Unstructured-IO / unstructured

Open source libraries and APIs to build custom preprocessing pipelines for labeling, training, or production machine learning pipelines.
https://www.unstructured.io/
Apache License 2.0
8.68k stars 707 forks source link

feat/ extract style or font for Text elements. #2695

Open LunaticMaestro opened 6 months ago

LunaticMaestro commented 6 months ago

I was trying out the tutorial. However, when partitioning the PDF provided in tutorial, I did not observe that the font-style of the text being stored in the Metadata for the element.

Is the font-style extraction planned in future?

scanny commented 6 months ago

@LunaticMaestro font style is stored in .metadata.emphasized_text_contents and .metadata.emphasized_text_tags. Did you look there?

LunaticMaestro commented 6 months ago

Hi scanny, Thanks for reply. Unfortunately, the suggested metadata does not contain the requested content.

Find the screenshot attached.

I am using the PDF from example docs example-docs/layout-parser-paper.pdf

image
scanny commented 6 months ago

Hi @LunaticMaestro yes, unfortunately it turns out that metadata is not supported for PDF, apologies for that.

It is supported for DOCX however if that's a help.

LunaticMaestro commented 6 months ago

I beg to differ. Here's the example snippet reading DOCX file and failing to decipher the font elements.

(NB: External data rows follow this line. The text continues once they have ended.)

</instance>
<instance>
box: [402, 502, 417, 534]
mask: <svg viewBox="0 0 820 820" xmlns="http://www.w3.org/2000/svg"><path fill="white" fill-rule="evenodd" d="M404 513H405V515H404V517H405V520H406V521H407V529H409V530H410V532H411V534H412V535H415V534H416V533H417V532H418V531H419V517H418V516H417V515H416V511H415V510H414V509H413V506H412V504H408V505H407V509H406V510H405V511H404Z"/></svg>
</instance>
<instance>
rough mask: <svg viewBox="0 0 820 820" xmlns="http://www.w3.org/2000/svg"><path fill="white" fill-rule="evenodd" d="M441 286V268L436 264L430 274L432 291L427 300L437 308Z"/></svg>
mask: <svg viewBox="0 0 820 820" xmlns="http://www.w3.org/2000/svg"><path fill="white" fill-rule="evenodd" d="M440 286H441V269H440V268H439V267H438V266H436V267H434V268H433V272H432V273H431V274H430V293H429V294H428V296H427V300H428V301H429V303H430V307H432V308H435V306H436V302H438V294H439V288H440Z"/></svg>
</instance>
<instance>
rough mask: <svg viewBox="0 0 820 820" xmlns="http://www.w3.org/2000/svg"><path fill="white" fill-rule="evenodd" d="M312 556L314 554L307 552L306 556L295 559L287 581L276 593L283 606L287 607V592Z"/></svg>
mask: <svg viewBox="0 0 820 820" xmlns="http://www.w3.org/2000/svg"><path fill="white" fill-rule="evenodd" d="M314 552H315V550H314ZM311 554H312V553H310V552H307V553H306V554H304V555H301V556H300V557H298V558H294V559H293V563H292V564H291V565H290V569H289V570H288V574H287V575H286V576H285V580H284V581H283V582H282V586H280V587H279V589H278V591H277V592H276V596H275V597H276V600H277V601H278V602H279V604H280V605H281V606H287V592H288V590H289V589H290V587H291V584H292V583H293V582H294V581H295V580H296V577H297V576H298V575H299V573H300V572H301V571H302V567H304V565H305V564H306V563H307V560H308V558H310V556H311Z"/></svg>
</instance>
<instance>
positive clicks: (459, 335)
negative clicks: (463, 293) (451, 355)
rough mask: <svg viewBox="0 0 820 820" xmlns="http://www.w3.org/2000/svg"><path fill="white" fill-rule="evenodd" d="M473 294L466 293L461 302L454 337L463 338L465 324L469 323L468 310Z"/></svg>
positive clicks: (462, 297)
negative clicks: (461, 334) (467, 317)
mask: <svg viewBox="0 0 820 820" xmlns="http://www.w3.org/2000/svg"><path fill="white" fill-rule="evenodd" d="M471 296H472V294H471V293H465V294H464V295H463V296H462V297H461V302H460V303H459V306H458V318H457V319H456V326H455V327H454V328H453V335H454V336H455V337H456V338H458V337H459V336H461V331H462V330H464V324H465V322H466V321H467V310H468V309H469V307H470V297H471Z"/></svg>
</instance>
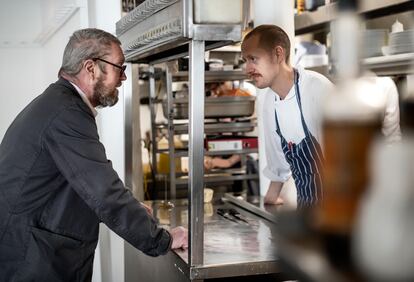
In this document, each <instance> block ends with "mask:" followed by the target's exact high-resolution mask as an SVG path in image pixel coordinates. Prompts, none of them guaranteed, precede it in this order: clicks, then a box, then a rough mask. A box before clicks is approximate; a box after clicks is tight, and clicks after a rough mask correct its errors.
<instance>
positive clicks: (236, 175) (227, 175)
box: [175, 174, 259, 185]
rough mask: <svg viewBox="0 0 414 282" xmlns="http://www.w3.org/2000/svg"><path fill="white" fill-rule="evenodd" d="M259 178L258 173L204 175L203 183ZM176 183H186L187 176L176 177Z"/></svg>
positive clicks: (242, 179)
mask: <svg viewBox="0 0 414 282" xmlns="http://www.w3.org/2000/svg"><path fill="white" fill-rule="evenodd" d="M254 179H259V175H258V174H244V175H208V174H206V175H204V183H216V182H228V181H235V180H254ZM175 183H176V184H177V185H184V184H187V183H188V178H177V179H176V180H175Z"/></svg>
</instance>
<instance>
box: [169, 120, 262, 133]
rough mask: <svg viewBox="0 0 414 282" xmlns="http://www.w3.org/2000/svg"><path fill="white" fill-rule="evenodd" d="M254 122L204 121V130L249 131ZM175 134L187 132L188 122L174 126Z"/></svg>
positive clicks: (212, 131) (214, 130) (253, 128)
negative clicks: (207, 121)
mask: <svg viewBox="0 0 414 282" xmlns="http://www.w3.org/2000/svg"><path fill="white" fill-rule="evenodd" d="M255 126H256V123H254V122H223V123H206V124H205V125H204V132H205V133H206V134H213V133H227V132H251V131H253V130H254V127H255ZM174 131H175V132H176V133H177V134H185V133H188V124H179V125H175V126H174Z"/></svg>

Find the DOCX file attached for purpose of reproduing. redacted.docx

image

scanny commented 6 months ago

@LunaticMaestro the file you referenced has character styling set using a character style, which is unfortunately not yet supported.

However, text that is made bold or italic directly, using the toolbar buttons is properly detected.

I added the following paragraph to the document: "This is a paragraph that has some bold and some italic.", with the words "bold" and "italic" formatted with the toolbar buttons and it produces the following metadata:

{
    'category_depth': 0,
    'emphasized_text_contents': ['bold', 'italic'],
    'emphasized_text_tags': ['b', 'i'],
    'last_modified': '2024-03-27T22:03:51',
    'languages': ['eng'],
    'parent_id': 'ede9865e755cdea84eb99e51cb277a0e',
    'file_directory': '/Users/scanny/Desktop',
    'filename': 'redacted.docx',
    'filetype': 'application/vnd.openxmlformats-officedocument.wordprocessingml.document',
}
LunaticMaestro commented 6 months ago

Since unstructured re-uses pdfminer reference. I am expecting for native implementations of pdf miner to get the character properties, example: pdf miner character style.

thusithaC commented 3 months ago

bump - would have really liked to have text details such as font , size etc as a part of metadata. should not be too difficult to add because usually the underlying pdf extractor has this info.